Hal ini disampaikan oleh Direktur Utama KAI Ronny Wahyudi ketika ditemui di kantor Menneg BUMN, Gedung Garuda, Jakarta, Selasa (5/2/2008).
"Untuk Joint Venture Company ini, kebutuhan pendanaannya dibagi porsinya, untuk KAI 70 persen dan PTBA 30 persen," jelasnya.
Direktur Keuangan PT KA Achmad Kuntjoro Hadiwidjojo mengatakan pihaknya akan menyetorkan pendanaan modal 70 persen untuk perusahaan patungan tersebut dalam bentuk aset-asetnya seperti gerbong dan lokomotif.
"Tapi setoran dari PTBA bentuknya tunai, kebutuhan dana tunainya itu sekitar Rp 4,2 triliun, dan PTBA menyetorkan modalnya sebesar Rp 1,4 triliun, jadi Rp 2,8 triliun itu nanti akan kita setorkan dalam bentuk aset itu," tuturnya.
Untuk memperoleh dana sebesar Rp 2,8 triliun tersebut, PT KA mendapatkan dana tersebut dari pinjaman bank dan penerbitan obligasi.
"Untuk obligasi rencananya kita akan terbitkan Rp 500 miliar pada semester I-2008, dan Rp 500 miliar lagi pada semester II-2008, sisanya kami akan ambil dari pinjaman bank," katanya.
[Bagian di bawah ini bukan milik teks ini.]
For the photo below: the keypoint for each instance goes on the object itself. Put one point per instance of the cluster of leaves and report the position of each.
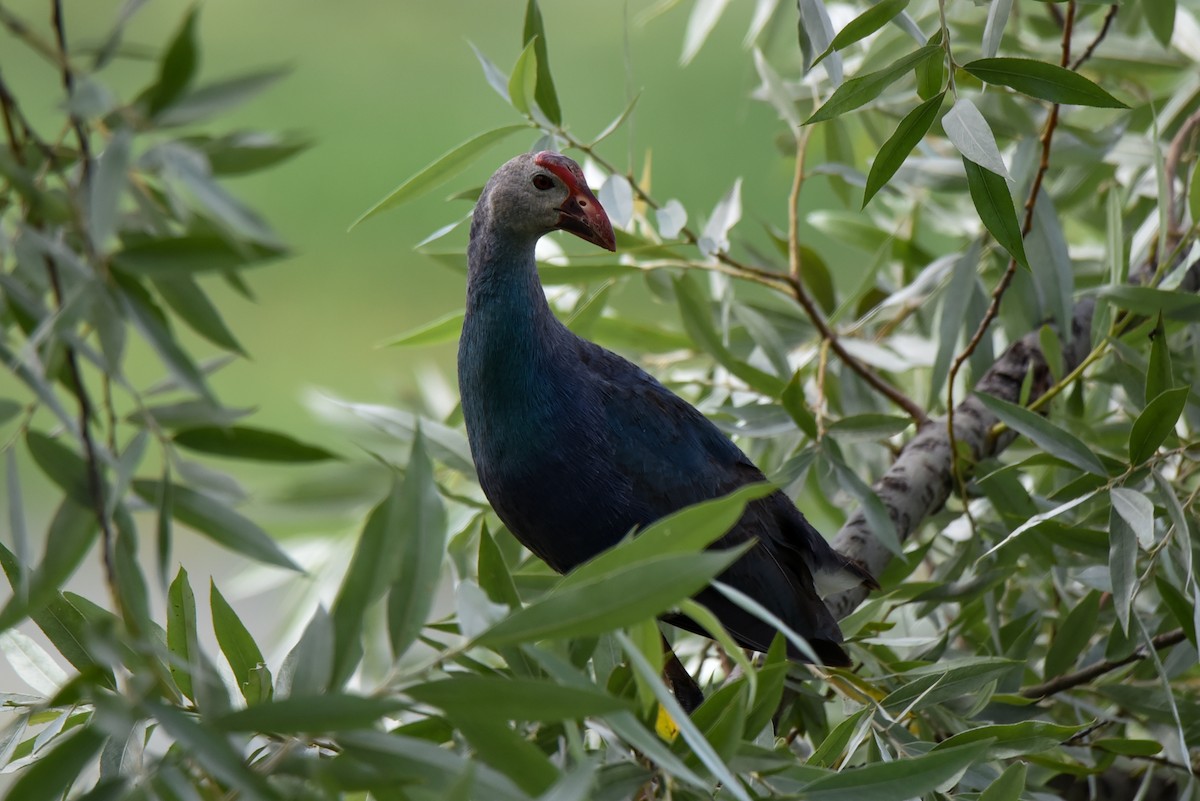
(1037, 633)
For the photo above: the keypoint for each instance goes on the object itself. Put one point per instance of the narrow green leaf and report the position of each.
(515, 698)
(191, 253)
(610, 601)
(246, 443)
(183, 640)
(178, 66)
(912, 777)
(192, 305)
(1122, 566)
(1151, 301)
(371, 568)
(216, 97)
(1156, 423)
(895, 150)
(239, 648)
(689, 530)
(1159, 375)
(419, 543)
(993, 202)
(444, 329)
(443, 169)
(1050, 438)
(216, 521)
(1008, 787)
(1074, 633)
(1045, 80)
(53, 774)
(862, 90)
(300, 714)
(545, 94)
(865, 24)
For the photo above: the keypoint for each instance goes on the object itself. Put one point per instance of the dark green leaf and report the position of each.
(545, 94)
(515, 699)
(177, 68)
(610, 601)
(443, 169)
(54, 772)
(1041, 79)
(1074, 632)
(1008, 787)
(216, 521)
(181, 633)
(912, 777)
(246, 443)
(444, 329)
(1122, 566)
(372, 567)
(172, 256)
(862, 90)
(1050, 438)
(299, 714)
(895, 150)
(1156, 423)
(418, 543)
(993, 202)
(239, 648)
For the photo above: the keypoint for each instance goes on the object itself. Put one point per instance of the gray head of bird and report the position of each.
(538, 193)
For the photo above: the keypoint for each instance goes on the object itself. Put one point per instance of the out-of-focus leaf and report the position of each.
(515, 699)
(886, 781)
(441, 170)
(219, 96)
(192, 305)
(444, 329)
(1008, 787)
(190, 254)
(1074, 632)
(993, 202)
(239, 648)
(219, 522)
(610, 601)
(970, 132)
(863, 89)
(1161, 17)
(107, 187)
(545, 94)
(53, 774)
(1156, 423)
(177, 68)
(1041, 79)
(1150, 300)
(299, 714)
(895, 150)
(183, 640)
(418, 543)
(372, 567)
(247, 443)
(1050, 438)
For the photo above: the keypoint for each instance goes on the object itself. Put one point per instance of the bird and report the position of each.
(575, 446)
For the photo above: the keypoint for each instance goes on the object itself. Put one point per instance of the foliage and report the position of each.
(1035, 634)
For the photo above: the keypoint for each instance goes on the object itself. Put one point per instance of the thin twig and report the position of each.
(1099, 37)
(1066, 681)
(1011, 271)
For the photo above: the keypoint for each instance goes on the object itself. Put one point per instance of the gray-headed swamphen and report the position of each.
(575, 445)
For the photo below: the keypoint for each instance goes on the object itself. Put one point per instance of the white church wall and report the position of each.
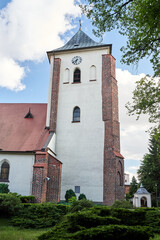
(80, 145)
(49, 91)
(20, 173)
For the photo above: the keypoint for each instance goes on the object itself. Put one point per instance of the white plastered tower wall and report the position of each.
(80, 145)
(20, 172)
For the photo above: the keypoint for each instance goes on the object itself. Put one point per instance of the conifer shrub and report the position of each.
(153, 220)
(4, 188)
(113, 232)
(81, 205)
(129, 217)
(122, 204)
(82, 196)
(39, 215)
(10, 204)
(69, 193)
(108, 232)
(27, 199)
(87, 219)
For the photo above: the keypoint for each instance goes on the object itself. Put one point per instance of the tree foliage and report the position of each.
(133, 186)
(149, 171)
(139, 20)
(146, 99)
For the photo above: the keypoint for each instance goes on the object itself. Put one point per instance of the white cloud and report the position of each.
(11, 74)
(27, 29)
(134, 138)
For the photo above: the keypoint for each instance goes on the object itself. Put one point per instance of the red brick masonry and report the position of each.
(113, 187)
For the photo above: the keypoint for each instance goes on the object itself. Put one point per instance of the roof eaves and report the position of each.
(75, 49)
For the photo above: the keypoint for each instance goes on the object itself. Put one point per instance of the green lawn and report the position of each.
(8, 232)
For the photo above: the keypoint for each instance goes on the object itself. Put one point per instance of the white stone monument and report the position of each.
(142, 198)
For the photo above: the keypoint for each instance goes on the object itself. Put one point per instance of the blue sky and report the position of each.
(30, 28)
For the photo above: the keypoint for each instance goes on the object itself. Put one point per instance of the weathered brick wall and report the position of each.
(39, 186)
(55, 91)
(46, 166)
(54, 184)
(112, 190)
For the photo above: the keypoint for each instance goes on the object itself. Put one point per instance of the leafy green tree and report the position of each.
(149, 171)
(133, 186)
(139, 20)
(69, 194)
(146, 99)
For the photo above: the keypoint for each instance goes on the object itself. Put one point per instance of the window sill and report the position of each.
(3, 180)
(93, 80)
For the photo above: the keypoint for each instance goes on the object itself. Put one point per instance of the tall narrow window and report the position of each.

Dirut PTBA Sukrisno sebelumnya mengatakan, PTBA menargetkan penjualan batubara hingga 50 juta ton pada 2015. Terkait target itu, masalah transportasi harus dirampungkan.
Salah satu terobosan yang dilakukan PTBA adalah dengan membentuk perusahaan patungandengan PTKA untuk pembangunan rel kereta api pengangkut batubara dengan kapasitas 15 juta ton. Diharapkan triwulan kedua 2008 JVC bisa terbentuk dan proyek senilai Rp 3-4 triliun bisa selesai 2010.